Thank you for your comments. Michael Spiegel and others will be better able to comment on most elements of this I but ...

I've created a Coming to OpenMx from R page. Feel free to contribute anything that will help R people get on top of OpenMx.

	Idea 1. Set the "name" slot of your objects implicitly.
	I can't imagine any reason why you should allow:
	oneName <- mxAlgebra(A + B, name = "C")
	the mxAlgebra object's name is "C" but on the outside its R name is "oneName"??

Very often OpenMx objects are not assigned to a variable at all, so the internal name would have to be set manually many (most?) times.

Also not sure that people would appreciate having the name slot changed if they assigned the object to a new R variable?

	Idea 2. It is much more usual in R to have declarations first, as in
 
	A <- mxWhatever
	B <- mxWhatever
	C <- mxWhatever
 
	mymodel <- mxModel( A, B, C )

That is exactly what we can do in OpenMx so not quite sure what this point is? If you mean that not all mx Objects are defined outside of a model, then that is correct: OpenMx models have a series of slots into which objects can be assembled inline, or as R objects. It is a user-convenience which is chosen.

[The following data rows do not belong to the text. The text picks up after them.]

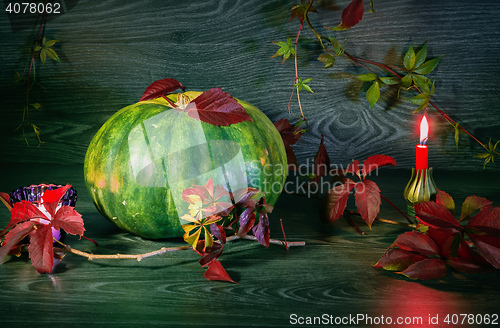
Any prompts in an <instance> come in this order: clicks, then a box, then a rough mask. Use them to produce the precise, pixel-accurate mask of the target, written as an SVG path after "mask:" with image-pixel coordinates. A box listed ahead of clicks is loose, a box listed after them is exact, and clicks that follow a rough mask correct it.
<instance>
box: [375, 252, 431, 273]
mask: <svg viewBox="0 0 500 328" xmlns="http://www.w3.org/2000/svg"><path fill="white" fill-rule="evenodd" d="M425 259H426V257H425V256H422V255H420V254H417V253H414V252H409V251H406V250H404V249H398V248H390V249H388V250H387V251H386V252H385V254H384V255H383V256H382V257H381V258H380V260H378V262H377V263H376V264H375V265H374V266H373V267H374V268H382V269H385V270H388V271H402V270H404V269H406V268H407V267H409V266H410V265H412V264H413V263H415V262H419V261H422V260H425Z"/></svg>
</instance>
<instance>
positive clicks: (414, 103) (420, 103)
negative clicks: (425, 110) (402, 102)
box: [408, 93, 429, 105]
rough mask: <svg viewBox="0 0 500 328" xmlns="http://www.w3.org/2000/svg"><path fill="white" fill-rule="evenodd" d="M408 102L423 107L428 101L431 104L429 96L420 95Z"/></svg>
mask: <svg viewBox="0 0 500 328" xmlns="http://www.w3.org/2000/svg"><path fill="white" fill-rule="evenodd" d="M408 100H409V101H411V102H412V103H414V104H415V105H421V104H423V103H424V102H426V101H427V103H428V102H429V95H426V94H423V93H419V94H418V95H416V96H415V97H413V98H410V99H408Z"/></svg>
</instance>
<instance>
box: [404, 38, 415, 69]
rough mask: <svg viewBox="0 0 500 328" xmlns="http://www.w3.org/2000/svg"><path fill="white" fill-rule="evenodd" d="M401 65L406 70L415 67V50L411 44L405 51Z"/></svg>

That said, the documentation is moving to a declare-and-assemble style
programming where possible and convenient.

Idea 3. Create separate functions mxModel() and update(). 
	mxModel is now allowing a person to put in a name of an existing object, 
	or a new name. In other R functions, we usually 
	have a function "update" that performs the 
	revision on the existing result.

lm-type functions both build and run a model, and update by default updates and runs a model.

In OpenMx, by contrast, we have separate build (mxModel()) and run (mxRun) functions.

In addition, lm-type models have formulae interfaces, but OpenMx doesn't.

So update would be just be a helper function that worked something like

	update <- function(model, newThing, bRemove, bEvaluate) {
	mxModel(model, newThing, remove = bRemove)
	if(bEvaluate){
		model <- mxRun(model)
	}
	return model
}

	Idea 4. When you introduce R code, you should use the most 
	succinct way.... You create object like "selVars" which aren't needed and
   run things like dimnames after not during. In 2 steps

Using colnames where only columns are being set makes sense and may be more readable. Good idea.

selVars is used repeatedly in most scripts, so it usually makes sense to create it. The demo examples (a work in progress) also try to be expandable, so naming things rather than hard coding them help with that.

Including the default values for functions is designed to help beginners in R (which you are not) understand what parameters are available, even if they are being set to their defaults. Hence also naming parameters even when their order is sufficient.